To conclude our Islay-themed week, we’re delighted to announce that the next batch of bottlings from Speciality Drinks Ltd’s Elements of Islay series will be available next month. The spring 2015 releases number five, including a first for the range: an Oc.
For those unfamiliar with Elements, each bottling is named with a code indicating the distillery, with few other clues as to the contents. Every batch is signed by a whisky legend, and this time we have not one but two! The Oc and Pl are signed by former Bruichladdich CEO Mark Reynier and the others by one of the founding fathers of whisky retailing in England, John ‘Jack’ Milroy.
I was given a sneak preview; here’s what I thought:
The fifth Bw is a vatting of spirit distilled in 1995 and 1996 at the oldest licensed distillery on the island.
Nose: Combination of smoke and citrus notes, with sour lemon and juicy orange.
Palate: Light at first, then the peat slowly builds. The citrus element from the nose becomes greener and more lime-like.
Finish: Medium to long, the peat slowly dissipates to leave a refreshing dryness at the very end.
Comment: A solid Bw. There’s a good, but not overpowering, level of smoke all the way through. Very similar in style to Bw4, but slightly less fruity.

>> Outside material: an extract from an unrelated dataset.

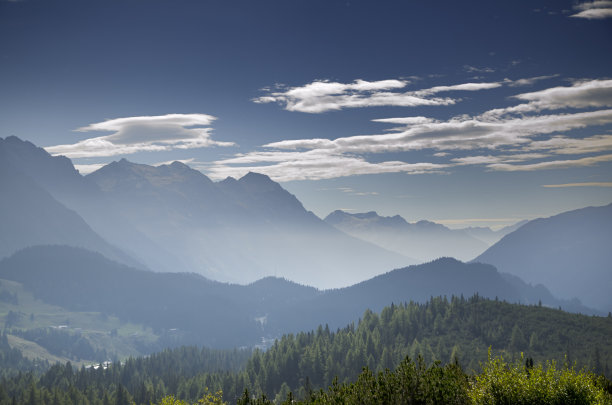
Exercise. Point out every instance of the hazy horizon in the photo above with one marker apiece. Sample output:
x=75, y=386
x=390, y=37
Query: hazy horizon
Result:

Lg makes a welcome return, 18 months after the fourth batch. The distillery is known for its meaty style, so let’s see how this one fares:
Nose: An unexpected flinty minerality, backed up by smoke, ash and tar.
Palate: Creamy in texture and warming in nature. Poached pear manages to fight its way through the ash and tar.
Finish: Drying yet with a refreshing sensation reminiscent of menthol left at the roof of the mouth.
Comment: This has an earthier style that I normally associate with Ireland. It’s intense in its smokiness, but with elegance that will appeal to both Islay fans and those who want an introduction to the island.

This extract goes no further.